Wednesday, March 04, 2015

Home is Where You Remember to Drive to After Work

In the past month, I have made a trip to Boise, moved house, and made a trip to Portland. I’m exhausted. My lower back hurts. I’ve got a lot on my mind.

If there is one thing that moving from a 3-bedroom house to a 2-bedroom apartment teaches you, other than the fact that downsizing is good for the soul, it’s that needing to get rid of tons of stuff will expose neuroses you didn’t know you had. Also, storage units are expensive.

The past year has been really challenging. Just read any blog posts I’ve written in the past ten months if you need to get caught up. I also realized something else really significant during the move: the fourteen years we lived in Willow Glen cover a LOT of major life experiences. We were ten months in one house, and then thirteen years and two months in the one we just moved from. Fourteen years TO. THE. DAY. (That day being Valentine’s Day, coincidentally.)

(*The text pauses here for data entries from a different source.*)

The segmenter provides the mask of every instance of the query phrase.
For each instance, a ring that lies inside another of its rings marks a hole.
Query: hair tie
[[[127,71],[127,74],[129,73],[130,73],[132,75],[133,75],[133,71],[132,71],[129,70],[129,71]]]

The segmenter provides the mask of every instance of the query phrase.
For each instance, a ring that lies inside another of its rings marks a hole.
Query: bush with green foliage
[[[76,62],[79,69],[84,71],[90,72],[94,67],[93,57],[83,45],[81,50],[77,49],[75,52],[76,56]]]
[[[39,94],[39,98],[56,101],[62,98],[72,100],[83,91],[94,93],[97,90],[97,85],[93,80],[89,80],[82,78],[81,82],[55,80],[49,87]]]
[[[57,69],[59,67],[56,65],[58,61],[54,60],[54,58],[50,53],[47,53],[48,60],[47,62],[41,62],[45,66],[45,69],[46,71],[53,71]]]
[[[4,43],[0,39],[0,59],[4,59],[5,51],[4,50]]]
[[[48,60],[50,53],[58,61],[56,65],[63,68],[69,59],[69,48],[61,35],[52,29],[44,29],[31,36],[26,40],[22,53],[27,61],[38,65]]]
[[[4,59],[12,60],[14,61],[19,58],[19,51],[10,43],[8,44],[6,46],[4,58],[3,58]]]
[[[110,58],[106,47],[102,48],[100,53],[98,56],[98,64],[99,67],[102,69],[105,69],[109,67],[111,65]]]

Standing in the echo-y empty living room of the house, it hit me. Both my parents had visited us and slept in that house. And an aunt. And all my siblings at one time or another. Plus two of their partners and all three of my sister’s daughters. It was the house where I brought my son home from the hospital. That house had seen late-night feedings, nosebleeds, vomit, diaper changes, potty training, and checking for concussions. Several of those. (Kid’s got a hard head.)

The walls of that house witnessed me finding out my Dad had died. Coming to grips with my son’s autism diagnosis. Finding out Mom was sick. And then learning Mom was gone. Those same walls looked on as I earned my Master’s degree online. And as I taught online classes and participated in weekly video broadcasts. Song parodies and videos. Helping raise another person’s child. Taking in her boyfriend. Telling them they had to go.

Meals with family and friends. Christmas trees and cookies for Santa. Annual school portraits. Arguments over the dumbest of things. The only home my son had ever known.

Don’t get me wrong; I wanted to move. I suppose it would be nice to be able to come up with a down payment on a home we could own, but this is Silicon Valley, so I’ll settle for a pool I don’t have to clean and grounds I don’t have to keep. We’ve traded nearby train tracks and the 280 freeway for light rail and 17. We’re not as close to the airport. We’re a tiny bit closer to the mountains and the ocean beyond. We almost overlook the Los Gatos Creek Trail, and we hear the bells of St. Lucy’s on a regular basis. We have all our own furniture, and eventually we’ll put stuff up on the walls. I like it.

But after the year I’ve had, it just feels like one more fork in the road of life where I’ve had to decide how to proceed . . . and be prepared to live with the consequences of my choice. I definitely wanted out of that house. But I am not used to this new home yet. It will come.